Copy performance on kernel

This topic is related to this one:

When executing this code:

__global__ void initializeMem(int* texOut, int width) {

	int x = __mul24(blockIdx.x, blockDim.x) + threadIdx.x;

	int y = __mul24(blockIdx.y, blockDim.y) + threadIdx.y;

	int index = __mul24(y, width) + x;

	texOut[index] = 0;


Memory size: an image with 3840x3840

kernel configuration: threads (32, 12, 1) x blocks (120,320, 1)

I’m getting these results:

Time: 1.695416ms

Rate: 8697.33 Mpixels/sec

Bandwidth: 34.789329 GB/s

Shouldn’t the bandwidth be about 70GB/s?

Obs.: Those results were in CUDA 1.1 with a dedicated 8800 GTX.

See this thread for an extensive benchmark of global memory reads and writes of different sizes.…ndpost&p=290441

My write only tests in the post above reach 50GiB/s. I’m not sure why yours is going so slow, the only real difference is that I’m using 1D grids and you are using 2D. Also, to compare numbers, make sure you are calculating GiB/s: bytes / s / 1024^3 GiB/byte, and NOT using just 1e9 GB/byte.

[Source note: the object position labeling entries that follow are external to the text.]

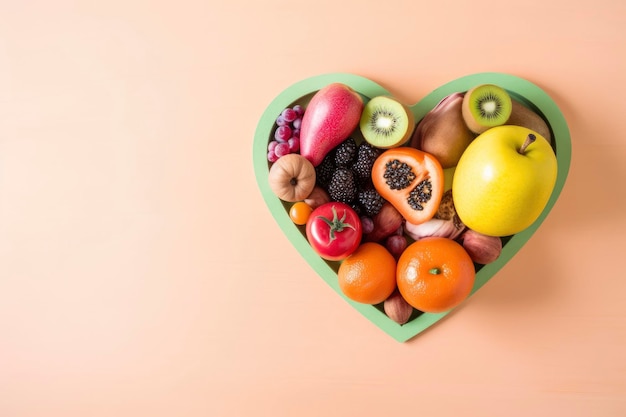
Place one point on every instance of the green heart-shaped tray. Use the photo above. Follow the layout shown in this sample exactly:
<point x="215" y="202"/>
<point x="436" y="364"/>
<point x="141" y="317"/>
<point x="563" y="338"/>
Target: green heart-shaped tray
<point x="301" y="92"/>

I used the timing functions from CUT instead of using cudaEventRecord etc.
That was my error. Also 2D grids help degrading performance, since I got your benchmarks and adapted to use 2D grids.

Thanks for replying!

I’ve gotten to just under 70GB/s with 2D grids. Using “thinner” blocks (for example, 128x2 vs 16x16) and reading 64bit elements helps performance.